Зашибись. Вот так вот сразу в лоб.
Варианты ответов:
Всего пару раз.
Никогда.
Более 3 раз. Довольно часто.
(Более 5) Часто.
(Более 10 раз) Очень часто.
Вопрос 2. Захлестывают ли вас эмоции?
Никогда;
редко;
иногда;
часто.
Вопрос 3.
Боитесь ли вы оставаться в одиночестве?
Вопрос 4.
Возникает ли у вас чувство изолированности от окружающего мира?
Вопрос 5.
Как вы ведете себя в критической ситуации?
Вопросы напоминали содержимое тестов на выявление характера, которыми балуются домохозяйки. В них все результаты хорошие. Не было такого, что по прохождении одного из них тебе бы рекомендовали обратиться к психиатру, и чем скорее – тем лучше. В основном они рекомендуют грустным чаще улыбаться, а улыбчивым – продолжать в том же духе.
Затем были кляксы, в которых он ничего не увидел. Перескочить задание было нельзя, поэтому он заставил себя увидеть в них лошадь, человека, дом, лодку и ад. Последним он решил пощекотать психологичке нервы, так как становилось скучновато.
Психологичка что-то торопливо писала. Часть про ад ее заинтересовала.
Несколько раз Женя искусственно зевал, всем своим видом демонстрируя свое несерьезное отношение к происходящему. Как опытный подопытный кролик, которого дали совсем еще зеленому лаборанту.

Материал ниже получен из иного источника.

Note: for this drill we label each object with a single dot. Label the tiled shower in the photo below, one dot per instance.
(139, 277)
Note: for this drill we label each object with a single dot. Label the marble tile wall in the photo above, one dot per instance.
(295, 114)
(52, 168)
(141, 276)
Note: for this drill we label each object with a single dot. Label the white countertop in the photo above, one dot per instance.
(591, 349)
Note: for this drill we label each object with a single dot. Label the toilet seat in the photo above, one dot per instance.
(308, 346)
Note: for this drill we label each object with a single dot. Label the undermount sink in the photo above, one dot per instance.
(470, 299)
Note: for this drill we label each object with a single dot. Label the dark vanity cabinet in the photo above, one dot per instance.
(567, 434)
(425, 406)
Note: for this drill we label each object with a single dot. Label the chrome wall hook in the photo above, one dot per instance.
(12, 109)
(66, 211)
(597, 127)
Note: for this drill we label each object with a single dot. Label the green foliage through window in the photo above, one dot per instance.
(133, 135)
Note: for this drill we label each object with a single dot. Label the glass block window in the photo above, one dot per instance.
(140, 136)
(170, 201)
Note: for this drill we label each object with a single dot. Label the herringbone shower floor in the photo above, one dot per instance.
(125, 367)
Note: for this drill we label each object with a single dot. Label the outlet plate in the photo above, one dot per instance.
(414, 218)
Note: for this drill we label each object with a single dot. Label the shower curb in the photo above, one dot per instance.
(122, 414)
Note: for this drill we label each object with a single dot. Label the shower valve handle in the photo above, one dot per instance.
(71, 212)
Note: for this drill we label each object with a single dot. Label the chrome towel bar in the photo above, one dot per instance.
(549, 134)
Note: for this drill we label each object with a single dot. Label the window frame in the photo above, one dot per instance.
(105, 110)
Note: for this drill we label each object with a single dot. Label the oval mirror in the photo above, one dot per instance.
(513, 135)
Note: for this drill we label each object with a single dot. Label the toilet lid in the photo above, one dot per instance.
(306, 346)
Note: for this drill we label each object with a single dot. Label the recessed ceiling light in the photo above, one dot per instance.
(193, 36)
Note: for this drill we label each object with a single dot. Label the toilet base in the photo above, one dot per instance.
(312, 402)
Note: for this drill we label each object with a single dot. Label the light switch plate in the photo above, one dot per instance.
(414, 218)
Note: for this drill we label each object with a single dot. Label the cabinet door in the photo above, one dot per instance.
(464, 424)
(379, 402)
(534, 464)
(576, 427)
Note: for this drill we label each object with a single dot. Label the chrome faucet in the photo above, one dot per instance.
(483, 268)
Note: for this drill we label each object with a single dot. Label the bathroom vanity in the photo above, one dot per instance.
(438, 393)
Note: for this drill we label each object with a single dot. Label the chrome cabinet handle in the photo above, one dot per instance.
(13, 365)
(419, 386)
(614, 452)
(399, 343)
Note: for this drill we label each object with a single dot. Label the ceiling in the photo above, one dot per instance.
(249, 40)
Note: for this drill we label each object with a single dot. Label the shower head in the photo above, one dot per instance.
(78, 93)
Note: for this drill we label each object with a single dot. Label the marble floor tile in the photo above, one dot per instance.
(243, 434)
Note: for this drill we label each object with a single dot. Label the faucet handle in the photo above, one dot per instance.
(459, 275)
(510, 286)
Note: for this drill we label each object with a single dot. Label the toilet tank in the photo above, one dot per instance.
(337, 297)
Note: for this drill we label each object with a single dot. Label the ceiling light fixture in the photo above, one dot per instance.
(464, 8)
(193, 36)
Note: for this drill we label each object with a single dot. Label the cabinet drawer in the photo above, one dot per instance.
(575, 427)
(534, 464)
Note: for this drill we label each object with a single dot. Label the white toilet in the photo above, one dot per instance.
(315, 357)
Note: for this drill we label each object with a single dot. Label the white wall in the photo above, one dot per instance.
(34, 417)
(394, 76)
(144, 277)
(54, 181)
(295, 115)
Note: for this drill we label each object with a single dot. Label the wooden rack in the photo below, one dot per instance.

Мочевой пузырь давил, а в животе уже гуляла изжога от пива, выпитого на голодный желудок.
Но больше всего раздражала директриса. Эта старая овца, не зная, куда себя деть, ходила из угла в угол и бросала тревожные взгляды. Почему на приеме у психолога ходит кто-то третий? Ему казалось, что это личное дело двоих. Иногда она подходила сзади и, вытянув шею, силилась заглянуть в заполняемые Женей бумаги. В нос ему ударял ее удушливый приторно-ванильный запах духов. На лбу проступила испарина, и хотелось блевануть куда-нибудь на стол. А лучше не на стол, а прямо на директрису, чьи приглушенные вздохи уже набили оскомину. Прямо на ее туфли с торчащими из них варикозными ступнями.
А что, ведь ему даже ничего не скажут. «Мальчику можно, у него трагедия».
Директриса вздыхала и продолжала расхаживать по кабинету.
Ну и поделом ей. Пускай чувствует неловкость. Интересно, а она вообще ее когда-нибудь чувствовала? Даже удивительно, что этот макет человека может думать о чем-то другом, кроме опозданий.
А еще эта ее кофта с крупными камнями. Кто-нибудь, объясните ей уже, что с этими камнями она годится в жены цыганскому барону. А этой ужасной помадой она набросила себе еще лет 15. Хотя какая ей разница. Эти же 15 лет ей уже набросили огромные, как театральные кулисы, бедра. Отныне красная помада лично отказывается быть признаком сексуальности, пока она еще есть на губах таких теток.